Evren büyük bir Hiçlik ile çevrelenmişti. Sonsuz bir boşluğun içinden güçlü bir ışık belirdi. Bu ışık sonsuz karanlığa ışığını yaydıkça şekil veriyordu. Önce gezegenler belirdi, ardından yıldızlar. Sonsuz boşluk ışığın gücüyle varlıkla doluyordu. Işık yayılmayı kestiğinde evrenin neredeyse tamamı hiçlikten sıyrılmış ve varlık kazanmıştı. Artık ışık var olan her şeyin içine nüfus etmişti. Böylelikle hiçliğin içinden zuhur eden ve tüm hiçliğe yayılan bu ışık yarattığı her şeye içkin bir şekilde bağlandı. Böylelikle evren yaratıldı ve ilk görünüşünü almış oldu.
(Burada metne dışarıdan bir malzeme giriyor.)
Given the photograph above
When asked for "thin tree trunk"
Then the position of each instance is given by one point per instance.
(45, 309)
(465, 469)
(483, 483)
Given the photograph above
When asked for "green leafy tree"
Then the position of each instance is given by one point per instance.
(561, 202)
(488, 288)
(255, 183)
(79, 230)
Tek bir bilinç vardı evrende, evren bilinç ile özdeşti. Var olan bu bilinç kendine devinim verdi. Hareketin varlığı ile zamanın başlangıcı oluştu. Zamanın başlamasıyla birlikte tek bilinç zamanına tanıklar bırakmak kendi bilincinden bilinçli yeni canlılar yaratmaya karar verdi. Böylelikle ''kadimler'' bilinçlendi. Ardından ''Bitkiler ve Hayvanlar'' temel dürtülerde evrene yayıldı. Tam anlamıyla bir bilinç Böylelikle tüm evren yaşam ile tanıştı. Tek bir bilinçten var olan bu yeni bilinçler kendi iradeleriyle artık vardı. Bu iradenin gücü ışıktan ne kadar pay aldıysa o kadar yetkindi yaratılmışlarda. En büyük pay kadimlerdeydi. Bilinçleri diğer tüm var olanlardan üstündü. Ama kendilerinin yaratma, hiçliğe şekil verme gibi yetenekleri yoktu. Buna karşılık var olan bilinçleri istekleri dahilinde değiştirme, manipüle etme değişme gibi yetenekleri mevcuttu.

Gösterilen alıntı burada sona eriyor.